Se Antonio Candido decidiu como autor desenvolver estudos histórico-literários a partir de obras, assim definidas de forma generalizada, é porque, na minha visão, ele assumiu uma posição de estudo crítico acerca de determinados autores e períodos literários, no caso aqui considerado, só autores compreendidos entre o Arcadismo e o Romantismo brasileiros.
Esta postura investigativa corrobora, por sua vez, os pressupostos entrevistos na sua portentosa obra, que é a Formação, vinda a lume em dois volumes divididos sob o rótulo comum de “Momentos Decisivos,” a primeira parte (1750-1836), circunscrita ao nosso Arcadismo, e a segunda parte (1836-1880), abrangendo o nosso Romantismo.
Se atentarmos para o subtítulo comum às duas partes da obra, compreendemos com clareza as razões que levaram o nosso crítico a desenvolver dois complexos e densos estudos de dois estilos literários brasileiros dentro do critério e delimitação por ele contemplado. Critério, a meu ver, ditado pela sua visão lúcida de, na situação de nossa história literária e consoante os “pressupostos” por ele delineados, entender que, nos dois estudos, o que ele chama de “sistema articulado,” sob o tripé autor-obra-público, deve estar em interação dinâmica e, nesse sentido, não pode se isolar de “certa” continuidade legada pela tradição literária.
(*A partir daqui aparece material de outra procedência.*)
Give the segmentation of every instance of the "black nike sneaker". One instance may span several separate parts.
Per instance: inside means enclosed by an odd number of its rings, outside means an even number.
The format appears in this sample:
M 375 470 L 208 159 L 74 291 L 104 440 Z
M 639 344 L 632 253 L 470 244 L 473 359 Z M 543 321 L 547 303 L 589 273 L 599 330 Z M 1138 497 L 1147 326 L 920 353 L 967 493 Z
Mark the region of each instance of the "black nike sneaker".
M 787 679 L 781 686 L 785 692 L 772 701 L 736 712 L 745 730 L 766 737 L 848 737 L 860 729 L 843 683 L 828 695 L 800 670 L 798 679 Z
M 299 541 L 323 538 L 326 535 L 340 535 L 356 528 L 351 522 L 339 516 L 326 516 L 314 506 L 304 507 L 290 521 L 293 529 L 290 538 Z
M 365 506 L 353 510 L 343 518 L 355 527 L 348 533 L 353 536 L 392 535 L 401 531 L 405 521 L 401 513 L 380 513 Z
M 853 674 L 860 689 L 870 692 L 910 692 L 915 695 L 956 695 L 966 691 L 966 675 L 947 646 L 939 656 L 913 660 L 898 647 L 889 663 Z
Parece-me que, neste ponto, reside a possibilidade de desatamento do nó górdio da polêmica deflagrada pelo famoso “gap” do Barroco brasileiro, não ventilado por Candido na Formação, o que motivou a famosa questão na historiografia brasileira contemporânea conhecida como o “sequestro do Barroco” supostamente cometido por Antonio Candido – querela literária levantada pelo crítico e poeta já falecido Haroldo de Campos quando escreveu um livro de título O sequestro do Barroco na Formação da literatura Brasileira.
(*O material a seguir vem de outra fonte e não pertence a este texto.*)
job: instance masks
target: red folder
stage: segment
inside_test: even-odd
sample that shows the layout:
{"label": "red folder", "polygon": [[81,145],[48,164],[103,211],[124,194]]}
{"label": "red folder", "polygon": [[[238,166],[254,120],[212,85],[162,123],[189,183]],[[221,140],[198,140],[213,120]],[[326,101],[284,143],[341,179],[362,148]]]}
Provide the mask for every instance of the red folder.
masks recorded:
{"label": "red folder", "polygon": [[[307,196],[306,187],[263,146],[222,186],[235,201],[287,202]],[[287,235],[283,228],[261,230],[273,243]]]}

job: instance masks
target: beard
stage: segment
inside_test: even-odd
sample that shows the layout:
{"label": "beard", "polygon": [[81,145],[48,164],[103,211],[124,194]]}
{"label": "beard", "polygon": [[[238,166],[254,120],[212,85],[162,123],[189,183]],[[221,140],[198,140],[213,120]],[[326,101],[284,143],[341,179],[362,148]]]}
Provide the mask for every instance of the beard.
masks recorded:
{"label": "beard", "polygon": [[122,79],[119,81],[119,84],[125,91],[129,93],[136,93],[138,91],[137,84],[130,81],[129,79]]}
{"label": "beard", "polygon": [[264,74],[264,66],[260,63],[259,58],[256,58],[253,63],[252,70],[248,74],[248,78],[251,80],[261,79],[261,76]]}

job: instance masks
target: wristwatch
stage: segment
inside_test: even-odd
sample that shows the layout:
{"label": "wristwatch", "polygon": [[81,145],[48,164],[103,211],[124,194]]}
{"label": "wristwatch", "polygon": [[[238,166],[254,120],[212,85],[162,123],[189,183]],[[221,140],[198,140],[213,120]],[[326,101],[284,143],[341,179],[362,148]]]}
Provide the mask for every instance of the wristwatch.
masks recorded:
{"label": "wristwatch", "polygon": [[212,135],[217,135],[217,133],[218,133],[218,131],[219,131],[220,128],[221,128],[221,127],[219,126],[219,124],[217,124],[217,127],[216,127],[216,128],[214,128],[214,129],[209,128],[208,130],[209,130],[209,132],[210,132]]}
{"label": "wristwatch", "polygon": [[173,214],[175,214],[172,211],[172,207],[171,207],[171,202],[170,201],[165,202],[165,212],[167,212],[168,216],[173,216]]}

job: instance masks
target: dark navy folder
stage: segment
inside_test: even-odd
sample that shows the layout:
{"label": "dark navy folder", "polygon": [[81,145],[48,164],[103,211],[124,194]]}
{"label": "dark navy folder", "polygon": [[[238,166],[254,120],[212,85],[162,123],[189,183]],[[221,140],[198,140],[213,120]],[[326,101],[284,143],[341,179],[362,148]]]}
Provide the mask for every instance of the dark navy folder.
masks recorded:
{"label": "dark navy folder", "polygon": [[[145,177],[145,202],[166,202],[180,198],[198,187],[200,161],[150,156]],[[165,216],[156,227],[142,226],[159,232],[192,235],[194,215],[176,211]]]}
Ora, ainda que a Formação de Candido apenas faça sumária referência a conhecidos nomes de peso do Barroco brasileiro, como Vieira e Gregório de Matos ( idem, p. 24), seu estudo não nos leva a esses dois vultos gigantes simplesmente porque, como hipótese de trabalho orientadora dos seus estudos, Candido só vai localizar as raízes significativas de nossa literatura a partir das obras dos árcades, tendo sempre como pressuposto o que ele entende como sistema literário vinculante à terra brasileira e à nossa formação de povo literária e organicamente considerado. Essa posição de historiador literário manifestada por Candido foi bastante para que opositores lhe dirigissem críticas, algumas, segundo ele, até injuriosas.
A oposição crítica aos critérios de Candido, segundo é lembrada por ele no prefácio, já mencionado, da 2ª edição de sua Formação, funda-se num “argumento romântico” pelo qual os árcades não passaram de imitadores de um estilo praticado fora do ambiente brasileiro, sem nenhuma vinculação com a cor local. Entretanto, Candido lembra com propriedade que o argumento romântico, repetido, mais tarde, pelos modernistas e nacionalistas, foi utilizado pelos românticos através de “autores estrangeiros que nos estudaram” ( idem, p.17).
Donde se pode inferir que o critério de Candido termina por revelar, como dado insofismável, a precariedade e, o que é mais, a paradoxal oposição à visão de Candido, contraditória no equacionamento de sua própria contestação, segundo concluímos do citado prefácio. Ao contrário, fica clara e solar a defesa de Candido no prefácio que venho comentando quanto à sua formulação de hipótese de trabalho sustentada pela sua tese.
Quer dizer, o crítico da Formação entende o sistema literário brasileiro como um elo a mais articulado ao sistema literário ocidental que, sem nenhum preconceito xenófobo, deve se inserir no sistema mais amplo e universal, dele então se beneficiando a literatura brasileira que, lentamente, vai adquirindo sua fisionomia e originalidade próprias.